Anhyhoo, that's wagon before the elephant stuff. I need to get my resume in order first, so that I can spring, like a wolf upon its prey, when that perfect job comes strolling down the path to grandma's house.

But, you know, my desk is in order. My desk is really neat and organized. I'll never miss an appointment because they're all perfectly entered onto my computer calendar and synched with my phone and iPad. I'm really, really organized. . .

... except I still manage to get about half of my appointments wrong, somehow. Go figure.

If you keep busy enough, you don't notice that your life is essentially empty. My old job at Colby had reached the point where it wasn't even good for that anymore.

I had to laugh in the IOP today, one of the facilitators was trying to think of something positive to offer me, and what she came up with was that I'd managed to establish a really good relationship -- with my cats! I about busted a gut on that one! Talk about praising with faint damns! It reminded me of the old joke about the comic book character Ant-Man: "Wooooooo! I guess you really clean up on those ANTS!"

Yes, my Indian Name is "Makes Friends with Animals". That's also my Mutant Power.

And now I can see that this post has begun to follow the example of my Action Plan and meander off in no particular direction. OK. yes, I'm getting something done. But is it Art?

-- Freder

2 comments:

  1. "...your life is essentially empty." That's true enough as far as it goes, but every time you say this, you never carry through the thought. After devoting years to caring for your Mom while living in an isolated rural setting, her passing _has_ left your life considerably emptier than it was before. Now, without a job to hate, that negative experience has been replaced by more emptiness.

    But the inevitable next thought after "...[my] life is essentially empty" is "AND HERE'S WHAT I'M GONNA TRY IN ORDER TO START FILLING IT UP AGAIN."

    _That's_ the part you've shown close to zero inclination to addressing. And _that's_ the part you're now in perfect position to begin to address. The world won't come to you; you need to engage with the world.

    There have to be all sorts of organizations in your area that would accept volunteer help, even for a handful of hours a week. There are job centers and such that could put you in touch with free training resources; you could take a class once or twice a week. And if your below-tapeworm self-esteem won't let you re-engage with strangers quite yet (though eventually you have no choice -- you can't hide at home with the cats forever), you have a batch of friends who deeply care about you, all of whom would be glad to see you knock at their door or would break bread with you in their hometowns (and in some cases, that town is the same as yours; where they ain't, well, it's been proven there's a cat care-&-feeding network who can sustain their well being if you took an overnight trip).

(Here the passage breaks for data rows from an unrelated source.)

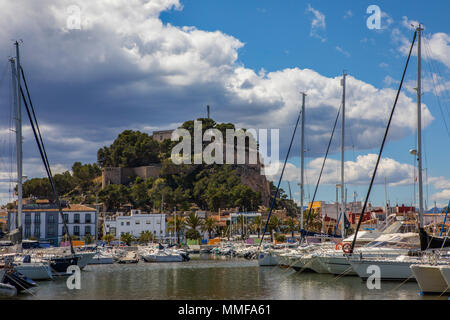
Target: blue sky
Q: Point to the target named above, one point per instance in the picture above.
(153, 64)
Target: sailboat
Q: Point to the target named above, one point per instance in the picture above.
(56, 263)
(414, 265)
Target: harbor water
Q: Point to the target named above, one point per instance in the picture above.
(216, 277)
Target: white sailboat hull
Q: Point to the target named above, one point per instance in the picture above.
(389, 269)
(445, 272)
(99, 259)
(429, 278)
(7, 290)
(162, 258)
(337, 265)
(84, 258)
(35, 271)
(266, 259)
(316, 265)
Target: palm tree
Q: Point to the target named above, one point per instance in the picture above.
(146, 237)
(108, 238)
(291, 225)
(257, 222)
(274, 225)
(177, 225)
(127, 238)
(88, 239)
(193, 221)
(209, 225)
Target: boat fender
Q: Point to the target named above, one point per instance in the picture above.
(346, 247)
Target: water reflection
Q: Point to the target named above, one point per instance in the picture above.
(217, 277)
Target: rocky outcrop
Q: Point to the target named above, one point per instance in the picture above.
(251, 176)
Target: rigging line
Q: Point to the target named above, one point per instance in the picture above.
(47, 168)
(321, 170)
(34, 118)
(437, 98)
(382, 145)
(279, 181)
(437, 69)
(431, 65)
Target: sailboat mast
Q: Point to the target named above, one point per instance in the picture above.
(302, 176)
(419, 121)
(15, 69)
(343, 205)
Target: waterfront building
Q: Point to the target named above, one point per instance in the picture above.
(136, 223)
(41, 220)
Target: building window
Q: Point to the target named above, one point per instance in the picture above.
(27, 232)
(37, 231)
(51, 231)
(51, 219)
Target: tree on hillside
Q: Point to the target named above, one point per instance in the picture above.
(193, 221)
(114, 196)
(146, 237)
(209, 226)
(127, 238)
(130, 149)
(177, 226)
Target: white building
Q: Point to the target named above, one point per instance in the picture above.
(43, 221)
(136, 223)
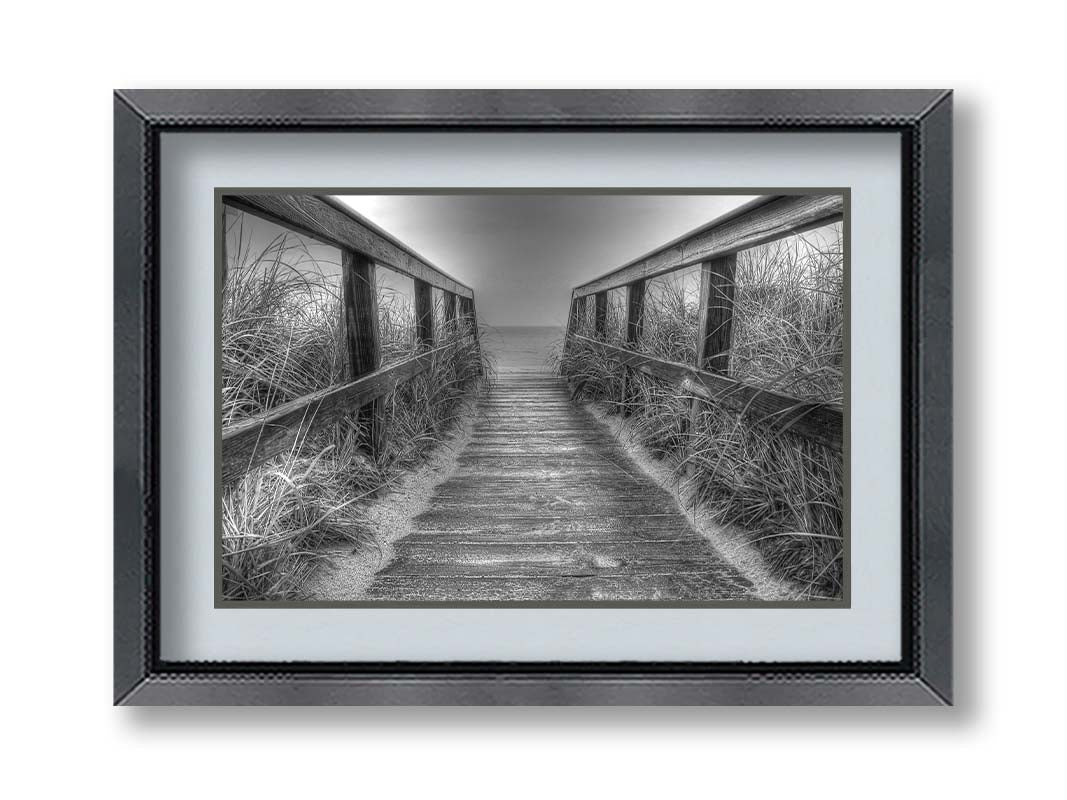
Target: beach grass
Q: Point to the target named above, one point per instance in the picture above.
(777, 490)
(283, 337)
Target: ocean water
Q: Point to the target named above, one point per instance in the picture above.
(522, 349)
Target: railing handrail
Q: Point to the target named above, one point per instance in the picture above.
(757, 222)
(250, 442)
(332, 223)
(363, 244)
(810, 418)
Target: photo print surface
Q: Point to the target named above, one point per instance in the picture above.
(547, 398)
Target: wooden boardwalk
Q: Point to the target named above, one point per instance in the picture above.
(544, 505)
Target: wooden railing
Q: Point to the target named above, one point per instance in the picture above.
(715, 248)
(251, 442)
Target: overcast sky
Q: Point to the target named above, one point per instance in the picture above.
(523, 254)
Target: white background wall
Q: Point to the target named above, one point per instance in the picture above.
(59, 67)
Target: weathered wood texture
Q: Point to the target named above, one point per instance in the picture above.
(424, 313)
(361, 329)
(252, 442)
(361, 314)
(819, 421)
(544, 505)
(322, 219)
(582, 312)
(600, 318)
(449, 304)
(635, 312)
(715, 322)
(764, 221)
(635, 325)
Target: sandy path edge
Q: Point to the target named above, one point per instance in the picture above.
(349, 572)
(729, 544)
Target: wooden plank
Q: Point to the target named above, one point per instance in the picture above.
(328, 222)
(715, 324)
(449, 303)
(635, 326)
(770, 218)
(364, 347)
(424, 313)
(635, 312)
(714, 331)
(819, 421)
(583, 313)
(600, 317)
(252, 442)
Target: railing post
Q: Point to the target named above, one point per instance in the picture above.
(601, 316)
(582, 310)
(424, 313)
(364, 347)
(635, 324)
(449, 313)
(714, 326)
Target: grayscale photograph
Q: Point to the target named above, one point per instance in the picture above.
(531, 397)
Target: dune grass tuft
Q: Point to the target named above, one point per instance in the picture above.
(283, 337)
(781, 492)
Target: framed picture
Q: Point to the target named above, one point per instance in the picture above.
(605, 397)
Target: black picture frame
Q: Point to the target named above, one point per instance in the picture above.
(923, 675)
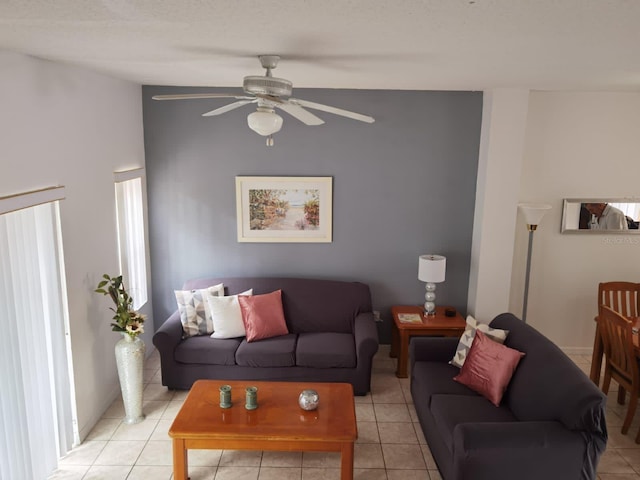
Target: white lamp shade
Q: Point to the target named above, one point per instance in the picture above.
(264, 122)
(432, 268)
(533, 212)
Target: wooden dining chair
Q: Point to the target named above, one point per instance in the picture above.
(621, 297)
(621, 362)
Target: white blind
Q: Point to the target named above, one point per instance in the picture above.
(36, 409)
(131, 245)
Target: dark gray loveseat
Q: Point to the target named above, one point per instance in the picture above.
(332, 338)
(550, 424)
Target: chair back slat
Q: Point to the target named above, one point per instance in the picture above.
(617, 336)
(621, 297)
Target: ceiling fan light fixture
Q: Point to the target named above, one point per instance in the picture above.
(264, 121)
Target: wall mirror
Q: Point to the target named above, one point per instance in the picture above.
(601, 215)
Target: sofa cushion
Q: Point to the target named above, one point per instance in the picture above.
(451, 410)
(547, 371)
(262, 315)
(326, 350)
(207, 350)
(488, 368)
(193, 306)
(466, 339)
(227, 316)
(269, 352)
(432, 378)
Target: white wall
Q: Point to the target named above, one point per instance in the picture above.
(577, 145)
(500, 161)
(62, 125)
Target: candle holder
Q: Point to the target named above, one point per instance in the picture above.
(225, 396)
(251, 398)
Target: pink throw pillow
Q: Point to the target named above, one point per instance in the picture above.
(489, 368)
(263, 316)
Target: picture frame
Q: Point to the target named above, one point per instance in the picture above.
(284, 209)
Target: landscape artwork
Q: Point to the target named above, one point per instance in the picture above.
(284, 209)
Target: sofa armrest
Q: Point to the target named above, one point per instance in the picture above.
(365, 335)
(524, 450)
(169, 335)
(432, 349)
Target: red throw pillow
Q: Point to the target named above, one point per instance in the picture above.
(263, 316)
(489, 368)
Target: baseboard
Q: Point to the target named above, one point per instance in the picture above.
(577, 350)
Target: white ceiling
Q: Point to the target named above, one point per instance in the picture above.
(372, 44)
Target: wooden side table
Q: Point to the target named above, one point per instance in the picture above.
(437, 325)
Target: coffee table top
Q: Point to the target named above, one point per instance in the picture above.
(278, 415)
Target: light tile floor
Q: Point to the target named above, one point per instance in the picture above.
(390, 443)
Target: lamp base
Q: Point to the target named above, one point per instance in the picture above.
(430, 297)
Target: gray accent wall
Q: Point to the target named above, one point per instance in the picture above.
(402, 187)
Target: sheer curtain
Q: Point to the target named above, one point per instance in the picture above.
(36, 409)
(131, 234)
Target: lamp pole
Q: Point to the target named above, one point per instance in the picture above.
(533, 213)
(531, 228)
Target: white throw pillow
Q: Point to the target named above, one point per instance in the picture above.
(466, 340)
(195, 315)
(227, 316)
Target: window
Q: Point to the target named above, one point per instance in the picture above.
(37, 413)
(131, 235)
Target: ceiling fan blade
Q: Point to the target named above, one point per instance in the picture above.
(300, 113)
(334, 110)
(270, 98)
(228, 108)
(187, 96)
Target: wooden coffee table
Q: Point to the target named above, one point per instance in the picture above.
(437, 325)
(277, 424)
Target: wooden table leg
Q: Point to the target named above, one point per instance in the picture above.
(393, 351)
(403, 354)
(596, 358)
(180, 466)
(347, 462)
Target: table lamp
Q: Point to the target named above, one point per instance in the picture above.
(431, 269)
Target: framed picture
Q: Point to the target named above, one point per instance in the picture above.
(284, 209)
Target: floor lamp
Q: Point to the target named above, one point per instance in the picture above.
(533, 213)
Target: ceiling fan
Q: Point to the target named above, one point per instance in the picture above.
(269, 93)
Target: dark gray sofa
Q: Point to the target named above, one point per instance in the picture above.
(332, 338)
(550, 424)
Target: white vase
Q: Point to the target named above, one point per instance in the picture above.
(130, 362)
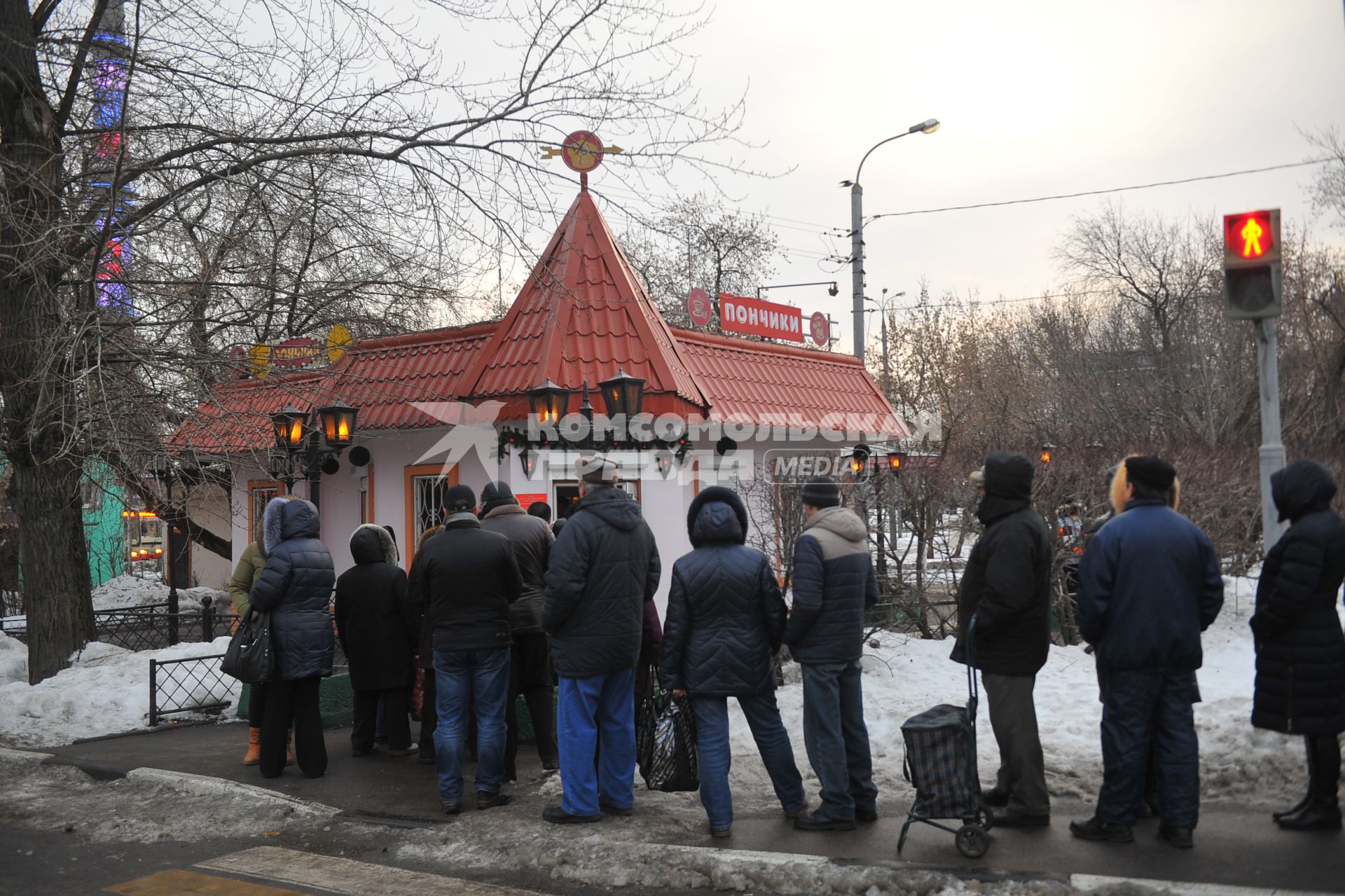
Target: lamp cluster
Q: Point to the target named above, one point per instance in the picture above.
(298, 453)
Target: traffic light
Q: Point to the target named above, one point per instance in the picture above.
(1251, 266)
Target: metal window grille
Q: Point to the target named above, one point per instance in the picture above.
(194, 684)
(429, 492)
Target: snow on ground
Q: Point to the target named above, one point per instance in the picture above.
(106, 691)
(906, 676)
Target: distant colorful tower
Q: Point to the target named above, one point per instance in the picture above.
(109, 65)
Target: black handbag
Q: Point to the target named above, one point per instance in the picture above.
(249, 657)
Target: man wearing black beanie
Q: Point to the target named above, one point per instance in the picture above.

    When we were at the hospital that last time, on Sunday, July 1st, you told me you want to get off the cycle depression/booze/hospital merry-go-round. I believed that was true then, and I still believe it. But I also believe the only way that cycle can be fully broken is for you to find something to care about again, and the only way to do that is to get involved in _something_ that doesn't involve TV/computer/iPad screens, but requires real hands-on activity.

    You told me last Saturday, "You don't understand ... how very much I do NOT want to leave the [Outpatient] group." You didn't examine the reasons WHY you did not want to leave (and I'm very happy for you that you _didn't_ leave, as you know) -- one of those reasons is clearly that you are getting _ongoing, positive human contact_ within that context.

    There are all sorts of other contexts through which you can get ongoing, positive human contact. When you accept that and begin exploring which context are the right ones for you, then and only then will you be able to fully step off the merry-go-round and enjoy the kind of life you so richly deserve.

    You know I said all this because I love you, and while you may quibble about some of the nuances of this message, you know the core of what I'm saying here is true. (And if you doubt that, bring this whole message to an Outpatient session and discuss it within the group; I'd be interested to know what they say ...)

    ReplyDelete
  2. Do you really see what you think you see?